I burst into tears. Not cute tears, either: big messy tears, the kind that no one looks pretty shedding. He looked, briefly, alarmed, which is no small trick for a giant reptile. Then he half-unfurled one wing and raised a clawed hand to gesture me forward.
“Come here,” he said. “You look like you need a hug.”
I threw myself across the line and against the warm curve of his neck. He wasn’t rough like an alligator, but smooth like a snake, slick scales flat and broad over hard muscle. And much like a snake that had just been lifted off a hot rock, he was warm, radiating the heat from his internal fire. He folded one hand around my body and wrapped the trailing edge of his wing around me, blocking me from view. And I?
I pressed my face into his neck and bawled like I was dying. I sobbed and sobbed, until his scales were wet with tears and sticky with snot, until my knees went weak and I sank, still crying, to the floor.
Candice was there to catch me before I fell. “You should stop crying now,” she said, with something I could almost interpret as real concern. “The doctors were giving you fluids because you had dehydrated yourself with excessive weeping. You can’t afford to lose that much water. You mammals are mostly water, internally speaking.”
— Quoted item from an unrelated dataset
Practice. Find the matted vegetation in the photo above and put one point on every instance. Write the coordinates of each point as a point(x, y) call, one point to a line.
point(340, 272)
I sniffled, blinking at her. I didn’t know whether it was surprise at Candice showing empathy or surprise over the implication that dragons weren’t mostly water, but my tears stopped. “Are you not?” I asked.
“Oh, we are,” she said. “We’re biological organisms subject to the rules of this reality. We need water to live. We just have the sense not to cry ourselves into unconsciousness.”
“You would if I died,” said William, half-reproachfully.